Tuesday, May 7, 2013

RIP

This weekend we lost another client, a resident of our Las Vegas house. The man, who had been with TLC quite some time, was a smoker who succumbed to lung cancer. He was 54 years old.

Those of you who read this blog know well that I adamantly oppose smoking. Having quit in 1984, it saddens me to see those around me puffing away as if the statistics don't apply to them at all - but to someone else.

I lost about seven family members – including aunts and uncles, cousins, and my only brother – to emphysema caused by smoking. It was painful to witness their suffering during the last years they spent gasping for breath and sucking air from an oxygen tank.

I use the following excerpt from a previous blog because it outlines very well the impact of smoking.

The American Lung Association reports:

"Three decades ago, public outrage killed an automobile model (Ford's Pinto) whose design defects allegedly caused 59 deaths. Yet every year tobacco kills more Americans than did World War II — more than AIDS, cocaine, heroin, alcohol, vehicular accidents, homicide and suicide combined.
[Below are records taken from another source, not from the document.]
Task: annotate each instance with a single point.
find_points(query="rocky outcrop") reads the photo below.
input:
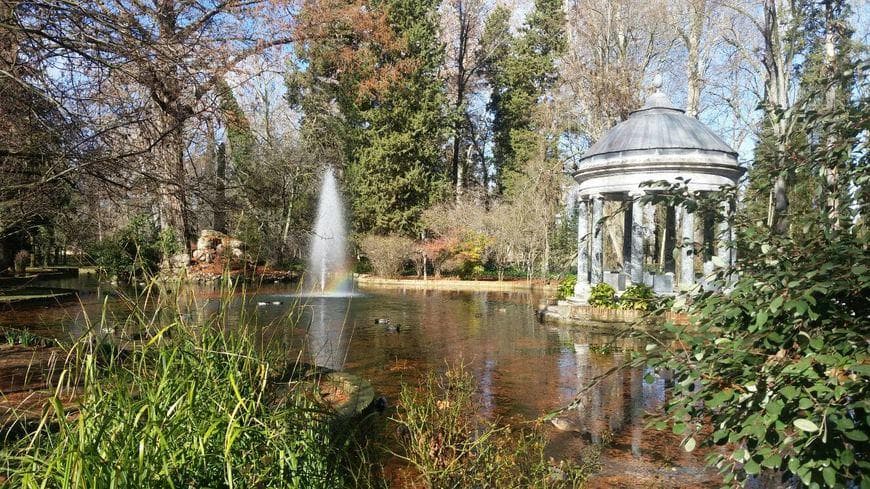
(212, 245)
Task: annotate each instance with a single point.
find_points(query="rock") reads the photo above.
(180, 260)
(565, 424)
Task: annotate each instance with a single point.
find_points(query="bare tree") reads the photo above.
(148, 68)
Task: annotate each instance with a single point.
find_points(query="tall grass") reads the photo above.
(191, 406)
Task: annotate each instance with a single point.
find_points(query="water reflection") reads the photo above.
(328, 337)
(523, 368)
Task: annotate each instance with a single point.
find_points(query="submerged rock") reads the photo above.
(565, 424)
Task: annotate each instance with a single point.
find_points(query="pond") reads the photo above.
(524, 368)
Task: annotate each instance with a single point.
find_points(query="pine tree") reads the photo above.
(397, 168)
(520, 77)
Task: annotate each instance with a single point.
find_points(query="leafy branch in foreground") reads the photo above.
(779, 366)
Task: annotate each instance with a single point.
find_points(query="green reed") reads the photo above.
(193, 403)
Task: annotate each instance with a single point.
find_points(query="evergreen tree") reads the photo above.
(520, 76)
(397, 168)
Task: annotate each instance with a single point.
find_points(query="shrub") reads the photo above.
(638, 297)
(602, 295)
(470, 253)
(387, 254)
(450, 445)
(566, 287)
(779, 366)
(199, 410)
(134, 250)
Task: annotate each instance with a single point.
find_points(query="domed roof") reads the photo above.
(658, 126)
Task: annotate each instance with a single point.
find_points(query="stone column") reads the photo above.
(596, 261)
(687, 261)
(581, 289)
(637, 232)
(724, 245)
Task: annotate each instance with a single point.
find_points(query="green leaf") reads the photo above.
(690, 444)
(751, 467)
(776, 303)
(772, 461)
(856, 435)
(805, 425)
(829, 475)
(760, 319)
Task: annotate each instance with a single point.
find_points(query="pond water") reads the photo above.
(523, 368)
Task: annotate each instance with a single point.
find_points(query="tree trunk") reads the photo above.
(693, 63)
(173, 188)
(777, 60)
(220, 199)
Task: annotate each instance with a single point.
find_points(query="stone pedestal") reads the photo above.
(582, 288)
(635, 262)
(596, 262)
(687, 259)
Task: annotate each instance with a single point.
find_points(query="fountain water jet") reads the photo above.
(328, 274)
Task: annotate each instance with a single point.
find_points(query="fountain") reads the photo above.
(328, 275)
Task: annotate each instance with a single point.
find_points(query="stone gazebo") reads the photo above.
(658, 142)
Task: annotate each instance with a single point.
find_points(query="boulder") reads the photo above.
(212, 244)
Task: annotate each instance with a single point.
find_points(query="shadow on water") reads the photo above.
(524, 368)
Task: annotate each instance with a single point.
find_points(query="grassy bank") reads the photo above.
(212, 404)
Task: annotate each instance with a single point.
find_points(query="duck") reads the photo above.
(565, 424)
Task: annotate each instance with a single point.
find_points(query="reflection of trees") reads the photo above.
(328, 334)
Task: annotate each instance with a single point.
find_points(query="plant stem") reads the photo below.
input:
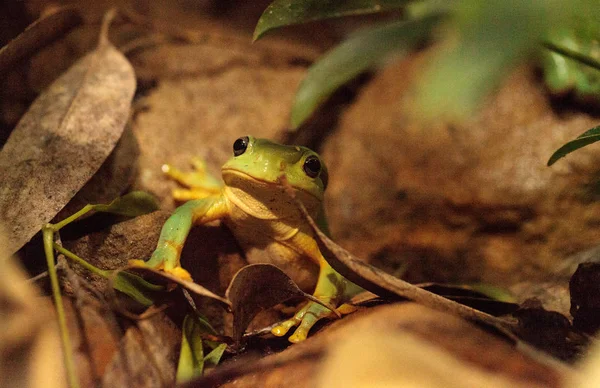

Approximately 440,000 people die from their own smoking each year, and about 50,000 die from second-hand smoke annually. According to the Centers for Disease Control and Prevention 22,073 people died of alcohol, 12,113 died of AIDS, 43,664 died of car accidents, 38,396 died of drug use — legal and illegal — 18,573 died of murder and 33,300 died of suicide.

That brings us to a total of 168,119 deaths, far less than the 440,000 that die from smoking annually."


While untimely deaths of any kind are sad, those related to lifestyle – like smoking – are especially tragic.